La note interne pointe également une inflation des postes de direction, qui alourdit le budget sans améliorer les résultats. En regroupant les agences, l’ONU espère non seulement faire des économies, mais aussi répondre aux critiques des pays donateurs, États-Unis en tête, qui exigent plus de transparence et d’impact.
Les enjeux économiques d’une réforme
Sur le plan économique, cette refonte est un pari risqué. D’un côté, une structure plus légère pourrait permettre à l’ONU de mieux allouer ses fonds aux priorités globales : lutte contre la faim, changement climatique, ou crises humanitaires. Par exemple, une coordination renforcée entre agences pourrait accélérer les réponses aux catastrophes, comme les récents cyclones en Asie du Sud-Est. De l’autre, la transition vers un nouveau modèle s’annonce coûteuse et complexe. La fusion d’agences risque de provoquer des résistances internes, tandis que les suppressions de postes pourraient affecter l’expertise de l’organisation.
Pour les pays en développement, qui dépendent des programmes onusiens, les conséquences sont incertaines. Une ONU plus efficace pourrait mieux cibler l’aide, mais des budgets réduits limiteront de toute façon son impact. En 2024, le PAM a déjà réduit ses rations alimentaires dans plusieurs pays africains faute de fonds. Si les coupes américaines se confirment, d’autres agences, comme l’UNICEF ou le Haut-Commissariat pour les réfugiés, pourraient suivre.
Un bras de fer géopolitique
Au-delà des aspects économiques, la refonte de l’ONU s’inscrit dans un contexte géopolitique tendu. Les États-Unis, en réduisant leur engagement, envoient un signal clair : l’organisation doit se réformer ou risquer de perdre son influence. Mais cette pression pourrait aussi exacerber les divisions entre membres. Des pays comme la Chine ou la Russie, qui critiquent l’hégémonie occidentale à l’ONU, pourraient chercher à combler le vide financier laissé par Washington, renforçant leur influence.
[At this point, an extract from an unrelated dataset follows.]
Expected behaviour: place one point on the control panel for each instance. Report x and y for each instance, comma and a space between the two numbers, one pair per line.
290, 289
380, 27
La réforme, si elle aboutit, redessinera le fonctionnement de l’ONU pour les décennies à venir. Mais son succès dépendra de la capacité des États membres à s’entendre sur une vision commune, une tâche ardue dans un monde fracturé.
Vers un avenir incertain
L’ONU se trouve à un tournant. Les réductions de l’aide américaine l’obligent à repenser son modèle, mais la route vers une organisation plus efficace est semée d’embûches. La proposition de fusionner les agences en quatre départements est un premier pas, mais sa mise en œuvre reste hypothétique. En attendant, les victimes des crises mondiales – réfugiés, affamés, déplacés – risquent de payer le prix de cette incertitude.
Pour l’ONU, le défi est double : prouver qu’elle peut se réinventer tout en continuant à répondre aux besoins urgents d’un monde en crise. Une chose est sûre : sans réforme, son rôle de pilier de la coopération internationale pourrait s’effriter.